What stood out for me the most in my memories of the late Corazon Aquino was how she seemed like the most unfit person for politics as we know it. Her rather "mixed" (to put it as charitably as possible) record of ruling attests to that, but there is something else. She carries herself so unassumingly, and speaks so plainly, that one can tell that power has not eclipsed the person. The last Philippine president to pull that off was the sadly short-lived Magsaysay, and even then, one can speculate that if he had lived to the end of his term, he may have been exposed as someone just like the rest of them. But there will be no such speculation with Mrs. Aquino, who came to power a simple woman of faith and left power a simple woman of faith. There is no taint of the professional politician about her. If only others who enter the corrosive fields of politics were as fortunate, to leave as themselves and not as the creatures the quest for power had turned them into. One glance at the current sad-sack crop of "presidentiable" candidates is enough to give a clue as to the toll professional politics has taken on the ones who purport to master it.

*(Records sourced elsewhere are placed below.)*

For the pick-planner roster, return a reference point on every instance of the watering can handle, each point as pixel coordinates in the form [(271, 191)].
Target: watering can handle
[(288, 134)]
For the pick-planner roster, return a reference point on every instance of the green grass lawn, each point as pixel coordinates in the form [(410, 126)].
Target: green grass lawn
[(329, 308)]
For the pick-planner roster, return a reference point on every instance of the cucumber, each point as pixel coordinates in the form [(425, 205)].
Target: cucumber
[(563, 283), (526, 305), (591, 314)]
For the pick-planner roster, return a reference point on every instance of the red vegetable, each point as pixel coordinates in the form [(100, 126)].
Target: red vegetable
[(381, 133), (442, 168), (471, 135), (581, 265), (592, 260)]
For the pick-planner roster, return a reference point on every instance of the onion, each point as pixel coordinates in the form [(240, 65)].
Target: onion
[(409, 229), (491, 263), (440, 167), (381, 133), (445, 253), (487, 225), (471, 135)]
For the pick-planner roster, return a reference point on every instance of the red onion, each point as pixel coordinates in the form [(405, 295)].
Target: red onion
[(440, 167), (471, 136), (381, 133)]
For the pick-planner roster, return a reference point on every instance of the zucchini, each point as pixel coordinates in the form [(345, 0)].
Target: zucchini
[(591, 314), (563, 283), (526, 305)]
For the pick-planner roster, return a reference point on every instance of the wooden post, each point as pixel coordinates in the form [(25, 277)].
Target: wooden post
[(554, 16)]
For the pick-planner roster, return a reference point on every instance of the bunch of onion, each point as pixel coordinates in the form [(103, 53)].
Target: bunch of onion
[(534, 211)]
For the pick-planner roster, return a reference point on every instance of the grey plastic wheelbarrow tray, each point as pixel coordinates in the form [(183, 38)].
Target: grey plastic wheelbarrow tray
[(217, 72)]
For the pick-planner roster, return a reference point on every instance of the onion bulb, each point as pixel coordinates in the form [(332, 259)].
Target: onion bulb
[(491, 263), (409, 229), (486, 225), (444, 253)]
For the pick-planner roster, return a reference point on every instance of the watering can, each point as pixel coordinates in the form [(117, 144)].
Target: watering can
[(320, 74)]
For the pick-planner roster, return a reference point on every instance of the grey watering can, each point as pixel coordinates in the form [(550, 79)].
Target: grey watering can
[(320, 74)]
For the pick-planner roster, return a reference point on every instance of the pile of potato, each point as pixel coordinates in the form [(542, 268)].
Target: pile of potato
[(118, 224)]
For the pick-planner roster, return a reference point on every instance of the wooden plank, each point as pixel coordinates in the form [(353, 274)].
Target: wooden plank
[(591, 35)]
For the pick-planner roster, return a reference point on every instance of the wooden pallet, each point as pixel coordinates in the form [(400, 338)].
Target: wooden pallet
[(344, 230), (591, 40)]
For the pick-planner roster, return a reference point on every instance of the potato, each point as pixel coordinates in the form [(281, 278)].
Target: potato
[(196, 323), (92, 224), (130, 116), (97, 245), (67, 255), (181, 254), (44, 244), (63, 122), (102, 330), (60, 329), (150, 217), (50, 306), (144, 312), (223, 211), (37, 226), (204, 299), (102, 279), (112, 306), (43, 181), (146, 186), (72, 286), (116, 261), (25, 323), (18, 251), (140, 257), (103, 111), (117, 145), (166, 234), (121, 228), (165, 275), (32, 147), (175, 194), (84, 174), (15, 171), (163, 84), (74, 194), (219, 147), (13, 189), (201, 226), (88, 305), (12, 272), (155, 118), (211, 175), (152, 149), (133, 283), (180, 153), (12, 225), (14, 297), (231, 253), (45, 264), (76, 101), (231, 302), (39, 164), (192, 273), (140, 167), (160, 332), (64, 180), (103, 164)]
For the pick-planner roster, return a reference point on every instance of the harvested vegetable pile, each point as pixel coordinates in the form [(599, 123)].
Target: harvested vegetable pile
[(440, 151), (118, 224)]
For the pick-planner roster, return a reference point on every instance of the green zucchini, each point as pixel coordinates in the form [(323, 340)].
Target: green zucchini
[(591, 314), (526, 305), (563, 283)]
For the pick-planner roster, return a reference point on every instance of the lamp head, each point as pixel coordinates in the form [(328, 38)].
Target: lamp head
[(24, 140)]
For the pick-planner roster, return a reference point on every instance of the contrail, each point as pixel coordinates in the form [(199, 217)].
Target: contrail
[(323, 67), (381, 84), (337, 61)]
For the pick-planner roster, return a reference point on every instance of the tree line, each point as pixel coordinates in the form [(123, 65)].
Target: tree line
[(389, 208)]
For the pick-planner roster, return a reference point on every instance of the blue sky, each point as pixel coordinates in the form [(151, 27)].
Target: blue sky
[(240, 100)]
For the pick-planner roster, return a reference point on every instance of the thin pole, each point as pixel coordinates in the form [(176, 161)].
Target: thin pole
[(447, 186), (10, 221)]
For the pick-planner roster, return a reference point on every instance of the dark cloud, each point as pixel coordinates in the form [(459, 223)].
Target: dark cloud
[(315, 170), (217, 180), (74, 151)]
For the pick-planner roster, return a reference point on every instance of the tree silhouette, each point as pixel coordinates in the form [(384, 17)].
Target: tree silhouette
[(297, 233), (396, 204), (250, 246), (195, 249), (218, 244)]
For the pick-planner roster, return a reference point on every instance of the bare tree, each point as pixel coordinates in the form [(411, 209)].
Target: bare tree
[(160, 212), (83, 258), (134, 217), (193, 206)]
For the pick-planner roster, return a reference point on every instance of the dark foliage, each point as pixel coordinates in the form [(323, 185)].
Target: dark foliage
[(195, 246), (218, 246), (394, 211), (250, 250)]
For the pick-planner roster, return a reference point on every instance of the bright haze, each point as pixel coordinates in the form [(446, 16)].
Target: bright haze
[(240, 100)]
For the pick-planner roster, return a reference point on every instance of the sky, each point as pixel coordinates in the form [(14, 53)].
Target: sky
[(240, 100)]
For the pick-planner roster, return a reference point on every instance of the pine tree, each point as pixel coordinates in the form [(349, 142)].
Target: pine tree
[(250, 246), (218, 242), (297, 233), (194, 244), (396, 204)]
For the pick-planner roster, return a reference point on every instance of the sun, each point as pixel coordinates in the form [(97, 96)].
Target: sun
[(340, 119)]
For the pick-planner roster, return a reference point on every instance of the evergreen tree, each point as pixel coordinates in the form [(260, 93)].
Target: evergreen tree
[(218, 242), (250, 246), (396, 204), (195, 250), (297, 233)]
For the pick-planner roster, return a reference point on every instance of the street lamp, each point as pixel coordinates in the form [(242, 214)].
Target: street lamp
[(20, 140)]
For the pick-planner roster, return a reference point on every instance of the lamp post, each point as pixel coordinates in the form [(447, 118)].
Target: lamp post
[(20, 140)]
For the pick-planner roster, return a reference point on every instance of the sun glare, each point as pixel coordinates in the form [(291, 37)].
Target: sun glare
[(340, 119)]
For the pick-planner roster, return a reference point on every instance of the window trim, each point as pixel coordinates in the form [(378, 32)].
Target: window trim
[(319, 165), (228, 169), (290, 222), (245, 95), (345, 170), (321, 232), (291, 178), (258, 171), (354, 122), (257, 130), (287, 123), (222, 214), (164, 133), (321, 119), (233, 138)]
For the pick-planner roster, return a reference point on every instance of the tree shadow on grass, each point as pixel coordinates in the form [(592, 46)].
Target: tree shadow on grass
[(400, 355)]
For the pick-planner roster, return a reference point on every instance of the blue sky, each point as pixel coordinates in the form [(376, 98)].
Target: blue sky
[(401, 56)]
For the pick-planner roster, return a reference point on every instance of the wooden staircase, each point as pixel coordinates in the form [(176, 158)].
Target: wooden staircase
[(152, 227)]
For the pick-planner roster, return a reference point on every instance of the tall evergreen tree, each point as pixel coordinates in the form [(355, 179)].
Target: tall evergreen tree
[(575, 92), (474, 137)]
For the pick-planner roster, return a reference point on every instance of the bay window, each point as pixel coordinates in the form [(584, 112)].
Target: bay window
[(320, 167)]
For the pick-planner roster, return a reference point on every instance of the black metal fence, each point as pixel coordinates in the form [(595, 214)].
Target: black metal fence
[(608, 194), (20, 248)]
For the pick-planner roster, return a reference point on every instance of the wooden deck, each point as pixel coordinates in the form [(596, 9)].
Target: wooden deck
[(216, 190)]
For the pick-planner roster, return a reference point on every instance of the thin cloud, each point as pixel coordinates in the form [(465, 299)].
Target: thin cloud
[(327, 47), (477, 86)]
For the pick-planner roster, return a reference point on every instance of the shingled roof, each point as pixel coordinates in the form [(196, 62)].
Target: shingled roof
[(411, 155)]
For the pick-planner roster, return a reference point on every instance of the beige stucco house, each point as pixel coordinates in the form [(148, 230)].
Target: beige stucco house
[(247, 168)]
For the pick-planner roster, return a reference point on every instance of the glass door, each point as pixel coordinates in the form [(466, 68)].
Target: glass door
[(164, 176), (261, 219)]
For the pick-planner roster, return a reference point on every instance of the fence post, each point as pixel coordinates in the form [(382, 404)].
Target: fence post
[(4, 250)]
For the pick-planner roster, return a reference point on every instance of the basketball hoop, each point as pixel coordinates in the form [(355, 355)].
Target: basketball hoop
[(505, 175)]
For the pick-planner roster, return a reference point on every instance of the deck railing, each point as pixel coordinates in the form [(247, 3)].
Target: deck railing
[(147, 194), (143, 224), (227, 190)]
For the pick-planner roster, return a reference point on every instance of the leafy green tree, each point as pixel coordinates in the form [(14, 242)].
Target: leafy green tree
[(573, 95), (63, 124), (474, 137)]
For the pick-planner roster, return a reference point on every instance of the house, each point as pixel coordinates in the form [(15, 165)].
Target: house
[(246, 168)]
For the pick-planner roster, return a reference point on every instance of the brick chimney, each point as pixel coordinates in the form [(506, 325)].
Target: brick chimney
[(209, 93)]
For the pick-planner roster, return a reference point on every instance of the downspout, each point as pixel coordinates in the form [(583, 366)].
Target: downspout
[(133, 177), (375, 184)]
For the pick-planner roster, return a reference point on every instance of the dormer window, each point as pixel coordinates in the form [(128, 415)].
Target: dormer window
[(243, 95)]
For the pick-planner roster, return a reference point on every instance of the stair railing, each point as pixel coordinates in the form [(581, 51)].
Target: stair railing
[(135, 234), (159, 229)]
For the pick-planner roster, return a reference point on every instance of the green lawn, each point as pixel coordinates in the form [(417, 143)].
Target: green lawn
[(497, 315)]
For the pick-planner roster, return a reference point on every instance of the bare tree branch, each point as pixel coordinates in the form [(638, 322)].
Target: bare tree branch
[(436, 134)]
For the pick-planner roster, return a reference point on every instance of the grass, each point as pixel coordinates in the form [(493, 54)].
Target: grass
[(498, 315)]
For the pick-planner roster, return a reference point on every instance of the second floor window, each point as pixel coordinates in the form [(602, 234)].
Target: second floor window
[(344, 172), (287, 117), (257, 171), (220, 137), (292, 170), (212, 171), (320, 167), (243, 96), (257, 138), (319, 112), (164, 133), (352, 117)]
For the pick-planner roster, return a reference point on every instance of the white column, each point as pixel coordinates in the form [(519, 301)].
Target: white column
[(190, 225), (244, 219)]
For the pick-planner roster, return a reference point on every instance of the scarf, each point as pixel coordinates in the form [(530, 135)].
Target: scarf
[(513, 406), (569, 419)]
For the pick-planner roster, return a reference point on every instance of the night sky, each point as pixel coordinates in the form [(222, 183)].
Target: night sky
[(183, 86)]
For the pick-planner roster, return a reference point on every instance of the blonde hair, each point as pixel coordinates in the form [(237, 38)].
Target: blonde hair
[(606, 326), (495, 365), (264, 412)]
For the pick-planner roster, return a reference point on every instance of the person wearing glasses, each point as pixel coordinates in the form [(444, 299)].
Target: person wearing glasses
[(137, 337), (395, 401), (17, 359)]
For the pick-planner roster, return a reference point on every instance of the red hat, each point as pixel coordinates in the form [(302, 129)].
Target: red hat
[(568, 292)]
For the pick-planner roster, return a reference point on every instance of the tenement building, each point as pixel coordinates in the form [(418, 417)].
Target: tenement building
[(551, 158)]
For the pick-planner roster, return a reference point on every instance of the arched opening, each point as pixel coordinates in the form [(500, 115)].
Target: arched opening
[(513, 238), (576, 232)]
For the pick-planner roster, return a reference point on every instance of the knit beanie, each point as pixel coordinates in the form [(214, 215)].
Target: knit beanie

One is a glorified hack whose impoverished background provides, not a source of character, but cheap demographic points. Another is a guy who pretends he cares about markets and pedicabs, when his uncalloused hands look like they've never done a decent day's work in his life. Another is a blank slate who will be whatever the voters want him to be. Another is a depraved (alleged!) lesbian masquerading as a moral force. None of these are real people, only simulacra programmed to pursue power like flies to spilt honey. If every generation of political aspirants are but derivatives of these, then I shall not wonder why Corazon Aquino, like Cincinnatus before her, will be considered a "myth" just a few generations down the line. That she kept her own person in both taking and relinquishing power will be an impossibility beyond the wildest dreams of these golems striving for power. This is why I will fondly remember her. Corazon Aquino: person.

Requiscat in Pace

1933 - 2009

"All we have to decide is what to do with the time that is given to us."